BY Michelle Grabner in Reviews | 06 JUN 01
Featured in
Issue 60

Painting at the Edge of the World

BY Michelle Grabner in Reviews | 06 JUN 01

Slightly behind the curve of the recent glut of painting shows - 'Colour Me Blind', 'Trouble Spot: Painting', and 'Examining Pictures' to name a few - 'Painting at the Edge of the World', curated by Douglas Fogle, intelligently resisted the tendency of painting exhibitions to be simply another contemporary painting sampler.

What makes the space between the paintings as interesting as the paintings themselves is good curation and impeccable installation. Arturo Herrera's wall painting All I Ask (1999), for example, was hung opposite Takashi Murakami's 7 2 7 (1996) and encouraged a dialogue that has less to do with the culture of painting than it does with popular culture's perversions of style and narrative. The theatre of content is nowhere to be found within these enormous graphic pictures but the space between them is ripe with a volley of context and meaning.

Another stunning pairing was Lucy McKenzie with Michael Raedecker. McKenzie makes paintings of Olympic athletes severed from the rules, fanfare and pageantry of the global spectacle of sports. Her figures, icons of political ideologies, are reduced to over-sexualized or neutered pawns in a surrogate world of power, success, failure and defeat. Curious (1998) reframes the classic 'crotch shot'. A back-side view of a female hurdler, feet positioned in the starting blocks, hands positioned on the ground with acrylic running shorts tightly contouring the athlete's rear creates a tension between the desire for this athlete to win the race and a desire to have her sexually. Raedecker's traditional landscapes of embroidery and paint juxtaposed with McKenzie's curious conceptual project refracts into issues not of genre or medium but of freedom and variance within the language of painting itself.

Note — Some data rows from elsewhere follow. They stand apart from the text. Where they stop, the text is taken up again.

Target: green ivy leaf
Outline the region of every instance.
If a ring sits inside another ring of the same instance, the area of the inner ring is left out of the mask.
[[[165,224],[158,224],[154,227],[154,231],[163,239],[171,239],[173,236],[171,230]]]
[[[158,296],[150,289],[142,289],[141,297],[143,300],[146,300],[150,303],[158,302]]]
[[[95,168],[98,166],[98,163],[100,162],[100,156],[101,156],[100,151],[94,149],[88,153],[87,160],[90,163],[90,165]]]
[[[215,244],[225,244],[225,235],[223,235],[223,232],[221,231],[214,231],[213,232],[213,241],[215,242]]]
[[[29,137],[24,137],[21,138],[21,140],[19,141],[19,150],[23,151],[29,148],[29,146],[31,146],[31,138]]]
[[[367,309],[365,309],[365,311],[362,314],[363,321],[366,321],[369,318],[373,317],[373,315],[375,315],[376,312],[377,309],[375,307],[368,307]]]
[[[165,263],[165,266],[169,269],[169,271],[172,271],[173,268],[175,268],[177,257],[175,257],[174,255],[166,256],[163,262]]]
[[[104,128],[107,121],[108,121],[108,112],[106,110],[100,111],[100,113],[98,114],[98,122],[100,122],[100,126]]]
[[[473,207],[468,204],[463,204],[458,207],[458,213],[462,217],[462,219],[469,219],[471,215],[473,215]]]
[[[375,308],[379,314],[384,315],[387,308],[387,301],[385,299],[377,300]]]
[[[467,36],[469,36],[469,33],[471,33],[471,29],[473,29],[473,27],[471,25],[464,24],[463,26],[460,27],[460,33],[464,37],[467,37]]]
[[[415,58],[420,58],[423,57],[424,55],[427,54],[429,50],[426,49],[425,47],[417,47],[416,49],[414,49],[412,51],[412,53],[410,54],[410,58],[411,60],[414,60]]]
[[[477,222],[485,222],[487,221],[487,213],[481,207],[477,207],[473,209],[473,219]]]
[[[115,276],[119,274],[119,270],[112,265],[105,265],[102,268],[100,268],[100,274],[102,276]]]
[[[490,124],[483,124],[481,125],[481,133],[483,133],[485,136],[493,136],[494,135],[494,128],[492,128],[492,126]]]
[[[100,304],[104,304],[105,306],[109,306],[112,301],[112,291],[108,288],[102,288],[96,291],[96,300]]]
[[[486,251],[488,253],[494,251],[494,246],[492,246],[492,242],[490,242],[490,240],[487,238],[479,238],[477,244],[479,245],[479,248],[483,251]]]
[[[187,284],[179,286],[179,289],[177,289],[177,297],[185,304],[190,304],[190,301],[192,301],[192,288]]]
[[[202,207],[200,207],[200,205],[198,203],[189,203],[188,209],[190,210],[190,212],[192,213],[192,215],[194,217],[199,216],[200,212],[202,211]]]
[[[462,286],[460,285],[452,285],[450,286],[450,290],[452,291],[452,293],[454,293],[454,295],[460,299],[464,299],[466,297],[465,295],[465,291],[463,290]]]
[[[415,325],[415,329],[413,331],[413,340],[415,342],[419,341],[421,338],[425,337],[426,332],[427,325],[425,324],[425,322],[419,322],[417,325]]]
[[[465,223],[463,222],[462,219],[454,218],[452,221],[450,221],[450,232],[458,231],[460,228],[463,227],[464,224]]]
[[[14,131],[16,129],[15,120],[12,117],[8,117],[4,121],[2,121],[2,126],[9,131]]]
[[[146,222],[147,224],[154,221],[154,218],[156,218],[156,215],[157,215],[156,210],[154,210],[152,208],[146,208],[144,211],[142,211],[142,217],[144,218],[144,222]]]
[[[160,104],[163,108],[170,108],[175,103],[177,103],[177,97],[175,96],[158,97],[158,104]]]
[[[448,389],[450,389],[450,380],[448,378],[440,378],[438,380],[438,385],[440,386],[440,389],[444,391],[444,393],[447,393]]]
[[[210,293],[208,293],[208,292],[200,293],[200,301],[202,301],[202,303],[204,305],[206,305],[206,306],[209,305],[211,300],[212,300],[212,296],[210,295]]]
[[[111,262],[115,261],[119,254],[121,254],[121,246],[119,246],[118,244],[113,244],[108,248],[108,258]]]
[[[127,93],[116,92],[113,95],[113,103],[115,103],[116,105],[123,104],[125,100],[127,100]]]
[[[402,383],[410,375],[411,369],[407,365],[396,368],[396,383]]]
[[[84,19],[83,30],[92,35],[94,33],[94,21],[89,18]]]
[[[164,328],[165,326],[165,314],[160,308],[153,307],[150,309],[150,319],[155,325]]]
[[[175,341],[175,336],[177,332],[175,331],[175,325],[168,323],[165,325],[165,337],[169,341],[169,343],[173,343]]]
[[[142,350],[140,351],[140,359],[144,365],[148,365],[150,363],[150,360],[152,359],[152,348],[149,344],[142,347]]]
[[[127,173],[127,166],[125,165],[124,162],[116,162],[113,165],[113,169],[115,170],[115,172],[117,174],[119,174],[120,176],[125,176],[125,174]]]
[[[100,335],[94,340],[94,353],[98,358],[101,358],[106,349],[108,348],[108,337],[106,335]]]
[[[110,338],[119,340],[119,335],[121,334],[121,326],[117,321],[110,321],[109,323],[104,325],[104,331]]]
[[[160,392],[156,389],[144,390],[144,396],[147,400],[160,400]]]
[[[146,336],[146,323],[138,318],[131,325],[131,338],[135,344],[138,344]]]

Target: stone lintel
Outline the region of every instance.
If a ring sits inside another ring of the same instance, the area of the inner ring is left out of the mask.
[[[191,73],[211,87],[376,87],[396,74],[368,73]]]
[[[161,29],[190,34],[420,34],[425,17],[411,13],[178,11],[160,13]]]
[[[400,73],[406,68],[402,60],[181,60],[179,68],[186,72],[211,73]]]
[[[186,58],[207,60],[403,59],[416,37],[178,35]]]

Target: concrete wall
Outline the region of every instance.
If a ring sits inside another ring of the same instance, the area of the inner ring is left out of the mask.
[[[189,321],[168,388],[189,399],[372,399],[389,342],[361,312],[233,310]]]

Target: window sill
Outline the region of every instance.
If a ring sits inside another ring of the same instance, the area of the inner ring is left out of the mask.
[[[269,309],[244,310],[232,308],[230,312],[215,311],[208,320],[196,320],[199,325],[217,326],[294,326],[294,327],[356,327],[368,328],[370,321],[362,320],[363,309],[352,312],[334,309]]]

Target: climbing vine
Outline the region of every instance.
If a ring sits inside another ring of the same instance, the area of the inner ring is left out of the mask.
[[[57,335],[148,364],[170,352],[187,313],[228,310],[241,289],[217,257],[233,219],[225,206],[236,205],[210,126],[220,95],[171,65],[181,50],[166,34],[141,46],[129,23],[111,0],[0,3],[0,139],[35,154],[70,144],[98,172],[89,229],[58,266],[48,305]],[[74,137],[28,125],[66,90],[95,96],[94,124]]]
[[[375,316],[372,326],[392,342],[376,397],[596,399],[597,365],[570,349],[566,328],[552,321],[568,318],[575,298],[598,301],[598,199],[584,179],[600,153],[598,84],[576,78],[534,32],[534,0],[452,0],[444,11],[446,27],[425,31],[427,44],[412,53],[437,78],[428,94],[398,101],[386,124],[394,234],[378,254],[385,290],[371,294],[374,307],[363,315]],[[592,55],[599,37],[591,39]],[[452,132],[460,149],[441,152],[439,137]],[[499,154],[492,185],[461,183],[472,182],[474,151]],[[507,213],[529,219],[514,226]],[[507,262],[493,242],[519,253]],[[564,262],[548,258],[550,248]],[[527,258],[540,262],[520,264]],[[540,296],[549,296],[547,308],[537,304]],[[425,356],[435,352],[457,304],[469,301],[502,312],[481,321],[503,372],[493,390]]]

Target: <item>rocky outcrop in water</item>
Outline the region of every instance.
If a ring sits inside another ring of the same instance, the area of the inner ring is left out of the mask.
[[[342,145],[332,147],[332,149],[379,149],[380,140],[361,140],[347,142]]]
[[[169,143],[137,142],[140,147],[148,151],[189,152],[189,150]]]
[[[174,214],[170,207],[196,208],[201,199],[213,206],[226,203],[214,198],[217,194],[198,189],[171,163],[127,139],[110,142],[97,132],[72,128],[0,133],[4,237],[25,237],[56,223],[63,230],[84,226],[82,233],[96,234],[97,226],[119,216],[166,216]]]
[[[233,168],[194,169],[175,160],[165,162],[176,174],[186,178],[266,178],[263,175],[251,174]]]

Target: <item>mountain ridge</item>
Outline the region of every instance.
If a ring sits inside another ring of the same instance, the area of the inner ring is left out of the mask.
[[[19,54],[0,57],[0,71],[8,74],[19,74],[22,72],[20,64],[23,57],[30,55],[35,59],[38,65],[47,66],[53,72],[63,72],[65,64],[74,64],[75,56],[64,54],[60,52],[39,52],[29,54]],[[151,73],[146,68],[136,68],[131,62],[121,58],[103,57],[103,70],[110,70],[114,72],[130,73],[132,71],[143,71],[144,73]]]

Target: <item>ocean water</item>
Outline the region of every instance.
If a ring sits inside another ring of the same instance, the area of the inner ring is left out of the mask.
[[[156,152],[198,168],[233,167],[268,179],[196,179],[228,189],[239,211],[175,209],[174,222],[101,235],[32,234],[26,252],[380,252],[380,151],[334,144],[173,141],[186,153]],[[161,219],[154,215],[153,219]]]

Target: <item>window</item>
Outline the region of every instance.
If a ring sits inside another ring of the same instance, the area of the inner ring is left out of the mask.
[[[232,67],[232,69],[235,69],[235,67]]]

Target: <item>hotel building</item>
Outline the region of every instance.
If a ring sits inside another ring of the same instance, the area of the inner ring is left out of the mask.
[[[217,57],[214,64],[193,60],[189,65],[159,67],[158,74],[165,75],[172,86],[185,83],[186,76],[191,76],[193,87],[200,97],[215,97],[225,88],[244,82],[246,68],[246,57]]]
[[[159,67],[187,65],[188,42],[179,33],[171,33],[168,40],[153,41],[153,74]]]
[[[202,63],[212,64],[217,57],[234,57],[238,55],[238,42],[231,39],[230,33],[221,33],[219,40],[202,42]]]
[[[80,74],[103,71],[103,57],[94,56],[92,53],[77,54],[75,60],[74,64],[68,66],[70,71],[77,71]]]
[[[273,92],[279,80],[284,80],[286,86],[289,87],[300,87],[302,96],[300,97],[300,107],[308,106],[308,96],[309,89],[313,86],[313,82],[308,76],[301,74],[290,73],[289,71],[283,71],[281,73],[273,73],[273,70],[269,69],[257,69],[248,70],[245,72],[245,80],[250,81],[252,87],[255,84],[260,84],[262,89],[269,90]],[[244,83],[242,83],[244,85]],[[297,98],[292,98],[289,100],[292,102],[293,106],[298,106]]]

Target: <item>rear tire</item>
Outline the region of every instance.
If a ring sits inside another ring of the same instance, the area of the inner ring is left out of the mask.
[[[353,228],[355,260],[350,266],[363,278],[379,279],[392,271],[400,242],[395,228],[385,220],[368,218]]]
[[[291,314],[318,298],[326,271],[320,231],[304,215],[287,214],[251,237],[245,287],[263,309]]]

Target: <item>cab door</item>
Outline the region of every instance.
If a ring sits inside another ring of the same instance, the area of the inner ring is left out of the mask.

Many artists in the exhibition dwell not in the culture of painting but of design. Although canvas is their support and paint their medium, artists such as Julie Mehretu, Franz Ackerman, Haluk Akakce, Kevin Appel and dare I say even Laura Owens and Thomas Scheibitz are impervious to failure. Like many contemporary painters these artists work within a foolproof conceptual and formal methodology. They leave no room for vulnerability, allow no bad painting to mess things up. Yet by depriving themselves of risk and discovery they gain style and control. By including many artists who have a greater affinity with design than the trajectory of painting, Fogle underscored the susceptibility and precarious nature of the language. When confronted with the confidence of design and its contract with a social ideology, Paul Thek's small faux-naive 'picture light' paintings, Hiroshi Sugito's misty daydreams and especially Marlene Dumas's fragile psychologies are utterly singular, autonomous and significant.

'Painting at the Edge of the World' was also generous in its attention to the relationship between painting and performance. Francis Alÿs's The Leak (1995-2001) both literally and metaphorically draws a direct line back to Pollock. Puncturing a hole in a can of paint and dripping a continuous line of colour from the art centre's interior galleries out of the main entrance and into Minneapolis' icy urban midwinter landscape, Alÿs's path connects social space with cultural space, painting with history and action with image. Paul McCarthy's video works also tackle these issues, minus the poetry.

Painting's hang-up with representation, truth and photography has long subsided. On the contrary, much of today's photography has fallen under the spell of painting. Its indulgence in monumental scale, colour and composition led to the obvious inclusion of photographs by Andreas Gursky into a painting show. The not so obvious inclusion in the exhibition was German painter Eberhard Havekost whose modest scale and filmic canvases examine painting's illusionary logic when confronted with the special effects of the media. The compelling result reinforces the pliability and inventiveness of painted space. Finally, Margherita Manzelli's paintings of unseemly young women cling not 'on the edge of the world' but on the edge of the painting itself. Dangling their legs over the flatness of the picture plane they defy painting's rules and limitations. Like 'Painting on the Edge of the World' they underscore an inexhaustible, albeit vulnerable, arena of picture making.

Michelle Grabner is an artist, curator and professor in the Department of Painting and Drawing at the School of the Art Institute of Chicago. She is Director of the exhibition spaces The Suburban in Milwaukee, USA and the Poor Farm in Wisconsin, USA.